Linux memory management: (2) slab allocator

Article description:

1. Background of slab allocator

The partner system allocates memory in physical pages. In practice, many memory requirements are in bytes. So if we need to allocate small memory blocks in bytes, how should we allocate them?

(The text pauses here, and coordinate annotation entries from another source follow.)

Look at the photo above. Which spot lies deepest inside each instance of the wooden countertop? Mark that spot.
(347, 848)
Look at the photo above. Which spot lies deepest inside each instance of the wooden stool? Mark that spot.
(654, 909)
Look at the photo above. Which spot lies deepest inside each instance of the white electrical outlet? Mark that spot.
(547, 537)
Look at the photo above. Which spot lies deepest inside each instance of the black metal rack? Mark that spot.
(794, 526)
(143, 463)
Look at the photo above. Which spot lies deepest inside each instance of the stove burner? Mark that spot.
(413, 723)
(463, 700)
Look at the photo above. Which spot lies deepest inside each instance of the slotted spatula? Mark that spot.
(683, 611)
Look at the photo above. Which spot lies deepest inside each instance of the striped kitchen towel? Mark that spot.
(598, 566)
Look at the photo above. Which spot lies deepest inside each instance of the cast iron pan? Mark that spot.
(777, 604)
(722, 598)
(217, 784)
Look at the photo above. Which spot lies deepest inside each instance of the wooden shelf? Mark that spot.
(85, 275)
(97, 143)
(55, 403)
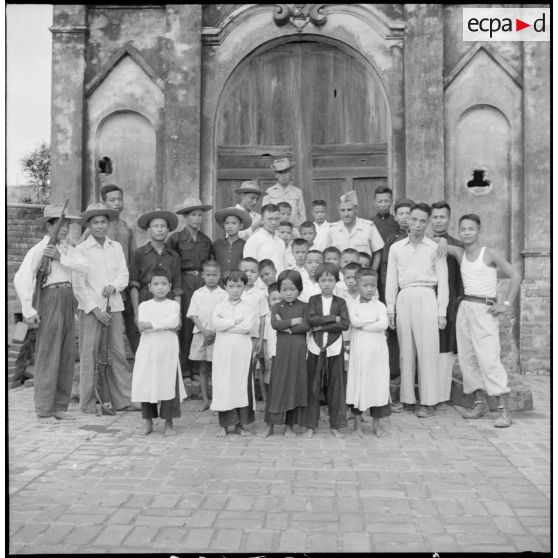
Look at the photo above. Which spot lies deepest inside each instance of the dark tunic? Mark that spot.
(288, 386)
(142, 263)
(228, 255)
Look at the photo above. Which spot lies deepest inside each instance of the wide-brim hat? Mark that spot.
(168, 216)
(281, 165)
(96, 209)
(244, 216)
(53, 211)
(192, 204)
(249, 187)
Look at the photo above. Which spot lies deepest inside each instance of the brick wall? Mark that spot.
(535, 326)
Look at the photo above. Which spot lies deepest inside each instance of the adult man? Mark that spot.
(414, 268)
(105, 278)
(249, 195)
(264, 243)
(194, 248)
(55, 356)
(477, 327)
(283, 190)
(439, 222)
(351, 232)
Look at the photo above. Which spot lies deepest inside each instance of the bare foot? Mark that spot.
(62, 415)
(289, 432)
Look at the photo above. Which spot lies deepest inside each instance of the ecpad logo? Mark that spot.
(506, 24)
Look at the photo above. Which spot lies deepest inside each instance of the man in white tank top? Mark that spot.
(478, 336)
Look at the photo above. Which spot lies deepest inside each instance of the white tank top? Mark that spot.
(479, 279)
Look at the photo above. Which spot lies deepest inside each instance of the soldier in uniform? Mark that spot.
(194, 248)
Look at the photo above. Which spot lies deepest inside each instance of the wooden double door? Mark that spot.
(315, 104)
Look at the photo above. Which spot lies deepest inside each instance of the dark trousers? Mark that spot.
(55, 357)
(333, 392)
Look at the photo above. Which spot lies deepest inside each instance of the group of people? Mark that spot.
(316, 313)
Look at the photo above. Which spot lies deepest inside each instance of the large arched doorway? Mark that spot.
(314, 103)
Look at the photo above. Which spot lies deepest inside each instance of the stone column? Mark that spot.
(68, 71)
(424, 102)
(182, 103)
(535, 290)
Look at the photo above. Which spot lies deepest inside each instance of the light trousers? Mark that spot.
(417, 332)
(478, 344)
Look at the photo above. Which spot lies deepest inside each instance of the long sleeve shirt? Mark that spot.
(410, 266)
(106, 265)
(60, 271)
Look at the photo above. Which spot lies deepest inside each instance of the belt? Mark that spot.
(489, 301)
(58, 285)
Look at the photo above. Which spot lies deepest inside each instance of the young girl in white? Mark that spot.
(157, 376)
(233, 385)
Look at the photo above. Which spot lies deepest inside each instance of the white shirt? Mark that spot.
(335, 348)
(264, 245)
(60, 271)
(106, 265)
(202, 304)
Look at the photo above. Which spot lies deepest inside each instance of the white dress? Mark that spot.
(368, 376)
(157, 367)
(232, 354)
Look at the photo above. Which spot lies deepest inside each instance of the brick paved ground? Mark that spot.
(439, 484)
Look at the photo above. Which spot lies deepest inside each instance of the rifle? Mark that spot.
(102, 390)
(44, 268)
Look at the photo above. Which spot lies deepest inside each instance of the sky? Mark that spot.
(28, 82)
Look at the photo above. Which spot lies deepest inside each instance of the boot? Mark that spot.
(480, 407)
(503, 420)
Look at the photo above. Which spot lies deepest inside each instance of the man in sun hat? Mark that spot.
(193, 248)
(284, 191)
(55, 355)
(100, 285)
(155, 253)
(249, 194)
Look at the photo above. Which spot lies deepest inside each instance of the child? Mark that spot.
(288, 387)
(157, 375)
(232, 382)
(332, 255)
(309, 284)
(319, 213)
(228, 251)
(328, 317)
(204, 300)
(368, 377)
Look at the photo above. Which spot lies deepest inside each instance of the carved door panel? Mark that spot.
(310, 102)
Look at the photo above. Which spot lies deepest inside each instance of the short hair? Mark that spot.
(269, 208)
(307, 225)
(108, 188)
(291, 275)
(326, 268)
(422, 207)
(351, 265)
(265, 264)
(470, 217)
(365, 272)
(160, 271)
(211, 264)
(300, 242)
(332, 250)
(383, 190)
(319, 203)
(441, 205)
(234, 276)
(403, 203)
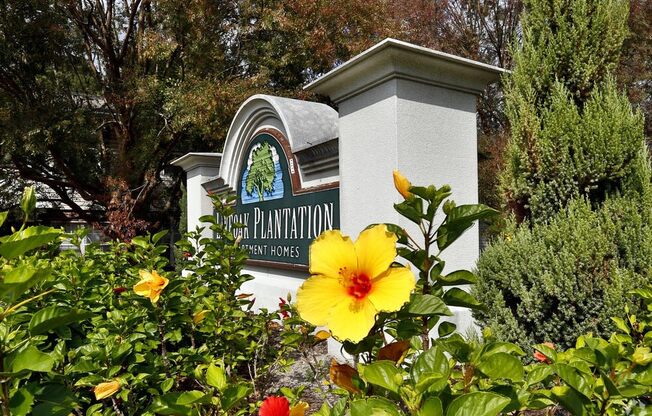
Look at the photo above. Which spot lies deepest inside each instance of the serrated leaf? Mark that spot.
(458, 220)
(232, 395)
(216, 377)
(31, 359)
(55, 316)
(502, 365)
(374, 406)
(427, 305)
(383, 374)
(479, 403)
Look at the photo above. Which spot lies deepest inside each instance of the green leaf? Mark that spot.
(502, 365)
(382, 373)
(479, 403)
(538, 374)
(427, 305)
(458, 297)
(216, 377)
(178, 403)
(430, 370)
(20, 279)
(28, 201)
(400, 233)
(620, 324)
(21, 402)
(574, 378)
(374, 406)
(21, 242)
(55, 316)
(458, 277)
(232, 395)
(495, 347)
(458, 220)
(575, 403)
(31, 359)
(167, 384)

The slab allocator is used to solve the problem of small memory block allocation , and it is also one of the very important roles in memory allocation.

The slab allocator ultimately uses the buddy system to allocate actual physical pages, but the slab allocator implements its own mechanism on these contiguous physical pages to manage small memory blocks.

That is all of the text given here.